La proposition n’est pas neuve. En 2019 déjà, les députés avaient examiné un texte en faveur de l’individualisation de l’AAH, qu’ils avaient retoqué. En février 2020 en revanche, la proposition de loi a été adoptée à l’Assemblée, à la surprise générale, faute de forces LREM en présence. Chaque fois, le gouvernement a rappelé son opposition. Rebelote, donc, ce mardi, Sophie Cluzel, la secrétaire d’Etat aux Personnes handicapées, estimant que cette mesure «vient remettre en cause le cœur de nos principes de solidarité et de redistribution». Et de poursuivre : «Le fait que la solidarité nationale s’appuie sur la solidarité familiale pour adapter son soutien aux personnes précaires constitue la base même de notre système socio-fiscal. Un système où le foyer est considéré comme la cellule protectrice, dans l’esprit même du code civil qui consacre la solidarité entre époux».

1,2 million de personnes touchent l’AAH, dont 270 000 sont en couple. Cela représente une dépense annuelle d’environ 11 milliards d’euros pour l’Etat. Le gouvernement n’a eu de cesse d’affirmer que la réforme ferait trop de perdants parmi les allocataires actuels, quand bien même aucune étude d’impact n’ait été menée en amont de l’examen du texte. La secrétaire d’Etat avait pourtant déclaré en février 2020 devant l’Assemblée : «Je m’engage devant vous tous dans cet hémicycle à vous présenter d’ici à juin un rapport très circonstancié sur les perdants et les gagnants». Rapport qui n’a donc jamais vu le jour.

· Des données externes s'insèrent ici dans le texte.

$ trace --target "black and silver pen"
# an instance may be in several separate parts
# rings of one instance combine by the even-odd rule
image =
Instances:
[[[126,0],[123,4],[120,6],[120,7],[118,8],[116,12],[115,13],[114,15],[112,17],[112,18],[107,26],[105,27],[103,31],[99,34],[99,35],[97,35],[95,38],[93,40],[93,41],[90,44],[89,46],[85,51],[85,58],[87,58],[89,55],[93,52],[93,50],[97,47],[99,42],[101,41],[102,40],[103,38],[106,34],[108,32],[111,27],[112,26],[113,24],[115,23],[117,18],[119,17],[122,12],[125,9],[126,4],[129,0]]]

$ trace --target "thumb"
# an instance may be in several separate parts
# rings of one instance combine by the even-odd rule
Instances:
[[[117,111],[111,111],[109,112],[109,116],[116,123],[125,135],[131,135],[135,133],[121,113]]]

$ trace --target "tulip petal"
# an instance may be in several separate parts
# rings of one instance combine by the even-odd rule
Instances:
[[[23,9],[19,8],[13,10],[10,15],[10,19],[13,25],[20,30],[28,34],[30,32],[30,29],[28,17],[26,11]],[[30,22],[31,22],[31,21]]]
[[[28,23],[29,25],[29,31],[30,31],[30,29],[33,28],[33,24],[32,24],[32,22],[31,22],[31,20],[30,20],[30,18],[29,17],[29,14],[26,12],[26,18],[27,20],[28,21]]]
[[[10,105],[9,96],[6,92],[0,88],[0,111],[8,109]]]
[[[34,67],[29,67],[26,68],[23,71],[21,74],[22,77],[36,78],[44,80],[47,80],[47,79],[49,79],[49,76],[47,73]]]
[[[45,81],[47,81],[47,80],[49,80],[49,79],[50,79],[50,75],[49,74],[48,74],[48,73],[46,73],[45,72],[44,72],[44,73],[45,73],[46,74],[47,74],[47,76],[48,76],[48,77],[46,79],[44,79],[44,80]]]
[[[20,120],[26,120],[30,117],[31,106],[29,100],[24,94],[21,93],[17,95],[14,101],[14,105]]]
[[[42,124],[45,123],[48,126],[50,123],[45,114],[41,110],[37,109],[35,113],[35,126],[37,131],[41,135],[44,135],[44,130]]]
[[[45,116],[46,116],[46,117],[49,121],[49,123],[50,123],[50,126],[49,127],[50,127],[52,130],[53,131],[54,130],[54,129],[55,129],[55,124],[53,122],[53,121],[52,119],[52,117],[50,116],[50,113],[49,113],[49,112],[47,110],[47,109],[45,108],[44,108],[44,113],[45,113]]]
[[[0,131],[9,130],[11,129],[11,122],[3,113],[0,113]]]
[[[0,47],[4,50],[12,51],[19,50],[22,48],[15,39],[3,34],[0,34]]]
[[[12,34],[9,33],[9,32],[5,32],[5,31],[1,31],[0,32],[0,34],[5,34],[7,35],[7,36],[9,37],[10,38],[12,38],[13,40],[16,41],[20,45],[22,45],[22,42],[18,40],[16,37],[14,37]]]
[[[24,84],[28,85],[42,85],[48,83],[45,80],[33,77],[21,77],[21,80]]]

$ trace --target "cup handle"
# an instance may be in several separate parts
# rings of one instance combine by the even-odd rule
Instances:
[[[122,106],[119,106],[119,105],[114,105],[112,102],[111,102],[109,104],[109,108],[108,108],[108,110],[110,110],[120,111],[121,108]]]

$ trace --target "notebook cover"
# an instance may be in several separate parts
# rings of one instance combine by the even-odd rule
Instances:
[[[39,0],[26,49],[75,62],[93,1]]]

Ce mardi devant le Sénat, Sophie Cluzel a cette fois proposé le lancement d’une «mission» afin de faire le point sur les différents dispositifs dédiés aux personnes handicapées, estimant que «ces réflexions nécessitent un temps plus long que celui offert par le débat parlementaire». Temps que les sénateurs ont donc choisi de ne pas prendre. Mais l’affaire est loin d’être réglée. La proposition de loi doit repartir en deuxième lecture à l’Assemblée nationale, où les députés LREM pourraient se montrer plus assidus que l’an passé.